Question

Write the balanced reaction using the fewest whole number coefficients to describe the reaction between gaseous hydrogen and gaseous oxygen. Then use the information to solve the problem below: In one experiment, 14.0 moles of hydrogen and 10 moles of oxygen were reacted to produce 1.33 moles of H2O. Calculate the % yield.

Answer 1

Answer: The percentage yield of water is 9.5 %

Step-by-step explanation:

We are given:

Moles of hydrogen = 14 moles

Moles of oxygen = 10 moles

The chemical equation for the formation of water from hydrogen and oxygen follows:

`2H_2+O_2\rightarrow 2H_2O`

By Stoichiometry of the reaction:

2 moles of hydrogen gas reacts with 1 mole of oxygen gas

So, 14 moles of hydrogen gas will react with =
`(1)/(2)* 14=7mol` of oxygen gas

As, given amount of oxygen gas is more than the required amount. So, it is considered as an excess reagent

Thus, hydrogen gas is considered as a limiting reagent because it limits the formation of product.

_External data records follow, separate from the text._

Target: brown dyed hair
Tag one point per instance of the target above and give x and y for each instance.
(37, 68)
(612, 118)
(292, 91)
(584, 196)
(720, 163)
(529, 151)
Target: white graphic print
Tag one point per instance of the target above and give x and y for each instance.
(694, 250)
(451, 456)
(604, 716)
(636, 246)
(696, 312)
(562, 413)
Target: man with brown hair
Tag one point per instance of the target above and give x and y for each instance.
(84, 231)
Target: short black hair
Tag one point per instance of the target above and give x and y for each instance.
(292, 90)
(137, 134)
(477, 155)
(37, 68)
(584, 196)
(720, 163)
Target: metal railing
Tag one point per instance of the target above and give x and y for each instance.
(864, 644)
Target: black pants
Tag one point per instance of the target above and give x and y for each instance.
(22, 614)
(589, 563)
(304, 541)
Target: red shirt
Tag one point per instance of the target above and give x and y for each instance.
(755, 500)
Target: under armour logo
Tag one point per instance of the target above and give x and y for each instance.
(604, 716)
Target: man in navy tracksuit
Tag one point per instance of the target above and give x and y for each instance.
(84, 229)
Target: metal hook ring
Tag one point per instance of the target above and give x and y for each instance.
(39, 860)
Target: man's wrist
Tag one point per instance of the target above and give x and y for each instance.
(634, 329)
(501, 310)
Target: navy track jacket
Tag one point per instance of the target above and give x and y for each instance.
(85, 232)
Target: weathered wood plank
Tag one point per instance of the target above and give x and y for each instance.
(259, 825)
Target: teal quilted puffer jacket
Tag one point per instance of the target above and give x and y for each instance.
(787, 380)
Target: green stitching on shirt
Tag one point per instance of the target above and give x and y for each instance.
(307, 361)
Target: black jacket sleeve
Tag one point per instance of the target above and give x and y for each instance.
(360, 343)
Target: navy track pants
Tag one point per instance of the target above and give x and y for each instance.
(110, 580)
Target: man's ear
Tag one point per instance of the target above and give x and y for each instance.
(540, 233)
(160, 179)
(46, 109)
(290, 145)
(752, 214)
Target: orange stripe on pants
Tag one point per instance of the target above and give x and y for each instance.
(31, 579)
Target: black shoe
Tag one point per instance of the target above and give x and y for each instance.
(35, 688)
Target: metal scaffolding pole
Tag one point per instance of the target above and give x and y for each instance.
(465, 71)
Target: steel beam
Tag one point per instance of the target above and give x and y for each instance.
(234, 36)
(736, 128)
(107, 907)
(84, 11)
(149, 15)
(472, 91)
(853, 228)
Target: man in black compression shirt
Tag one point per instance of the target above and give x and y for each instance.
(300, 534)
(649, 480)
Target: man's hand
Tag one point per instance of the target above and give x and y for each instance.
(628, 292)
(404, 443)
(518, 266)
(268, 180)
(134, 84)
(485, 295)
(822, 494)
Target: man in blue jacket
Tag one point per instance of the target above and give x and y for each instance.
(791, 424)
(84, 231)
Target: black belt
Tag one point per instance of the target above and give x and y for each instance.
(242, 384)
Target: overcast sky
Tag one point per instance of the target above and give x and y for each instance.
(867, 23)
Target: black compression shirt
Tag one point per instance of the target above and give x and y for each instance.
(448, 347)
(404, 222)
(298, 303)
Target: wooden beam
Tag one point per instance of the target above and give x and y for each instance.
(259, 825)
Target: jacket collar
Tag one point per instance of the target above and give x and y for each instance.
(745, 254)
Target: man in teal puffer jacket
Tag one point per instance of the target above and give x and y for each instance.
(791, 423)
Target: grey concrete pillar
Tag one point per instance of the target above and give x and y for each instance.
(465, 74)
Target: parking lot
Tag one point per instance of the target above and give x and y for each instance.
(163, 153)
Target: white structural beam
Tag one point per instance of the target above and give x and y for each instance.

By Stoichiometry of the reaction:

2 moles of hydrogen gas produces 2 moles of water

So, 14 moles of hydrogen gas will produce =
`(1)/(2)* 14=7mol` of water

To calculate the percentage yield of water, we use the equation:

`\%\text{ yield}=\frac{\text{Experimental yield}}{\text{Theoretical yield}}* 100`

Experimental yield of water = 1.33 moles

Theoretical yield of water = 14 moles

Putting values in above equation, we get:

`\%\text{ yield of water}=(1.33mol)/(14mol)* 100\\\\\% \text{yield of water}=9.5\%`

Hence, the percent yield of the water is 9.5 %.